New racial profiling guidelines create some serious problems

Attorney General Eric Holder has announced new guidelines on racial profiling for federal law enforcement agencies in the wake of the Ferguson, Mo., and New York police killings of two African-American men.

The new rules will extend a ban on profiling based on race and ethnicity to now include religion, national origin, and gender. Besides the FBI and other federal agencies, the guidelines for the first time will also include the Department of Homeland Security. However, it is in this latter inclusion that some serious problems emerge.

Homeland Security through its immigration enforcement such as customs, border patrol, and transportation security will still be allowed to stop anyone perceived to be of Mexican/Latino origins and living along the border and ask them for identification. This is unacceptable and perhaps even unconstitutional.

There is lack of due process and, more importantly, denial of equal protection of the law. It continues to perpetuate the stereotype that people of Mexican/Latino descent are largely "illegal aliens" and further fuels the flame of nativism and anti-immigrant sentiment in the country. This sentiment has been responsible for preventing immigration reform through its tea party and other Republican connections.

This move continues to suggest that Latinos are not "real Americans" and that they pose a threat to American society and culture. Nonsense! The fact is that the large majority of Latinos in the U.S. are either U.S.-born or legal residents, but this exception to Holder's guidelines only perpetuates a different and racist view and intensifies tensions along the border.

It is in part racist because it suggests that you can tell by looks if someone is Mexican or Latino. What does this mean to "look Mexican"? To suggest this is to engage in racist stereotyping.
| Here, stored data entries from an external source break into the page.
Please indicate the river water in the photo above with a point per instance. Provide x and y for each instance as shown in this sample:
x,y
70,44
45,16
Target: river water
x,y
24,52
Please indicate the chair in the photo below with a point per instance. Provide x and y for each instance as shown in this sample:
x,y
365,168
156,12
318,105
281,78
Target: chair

Mexicans, Mexican-Americans and Latinos as a whole cover the entire phenotype, from very light to very dark and everything in between.

This is the result of the history of 300 years of Spanish colonialism in Mexico and Latin America, when Spanish conquerors and settlers rather than killing off the indigenous peoples instead used them as forced labor and in the process had sexual relations with the women. They also in some areas brought in African slaves and mated with the women. The results were different biological mixtures, such as the mestizos, composed of Spanish and native genes. But even the mestizos could span from very light to very dark.
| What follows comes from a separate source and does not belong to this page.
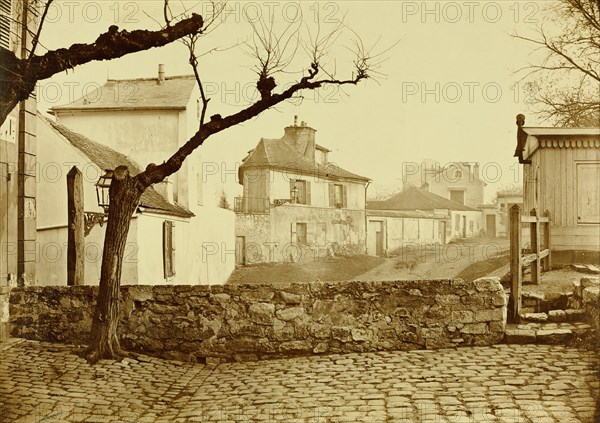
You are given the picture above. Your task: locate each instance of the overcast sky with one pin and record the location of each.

There is no such thing as "looking Mexican." I have cousins in northern Mexico who are blonde and blue-eyed. Are they Mexicans? Of course they are. So how are federal officials to determine along the border who is Mexican? They obviously will only focus on dark-skinned people, some of whom may not even be Mexican but of other national origins. In doing so, they expand racial profiling.

Immigration officials should focus primarily on people who are clearly crossing the border without documents rather than stopping people at bus stations, downtown areas, or airports based on skin color. This smacks of a police state and only continues to scapegoat people of Mexican and Latino descent. Holder needs to spend more time focusing on vicious police attacks, such as occurred in Ferguson and New York City, rather than profiling Mexicans and Latinos.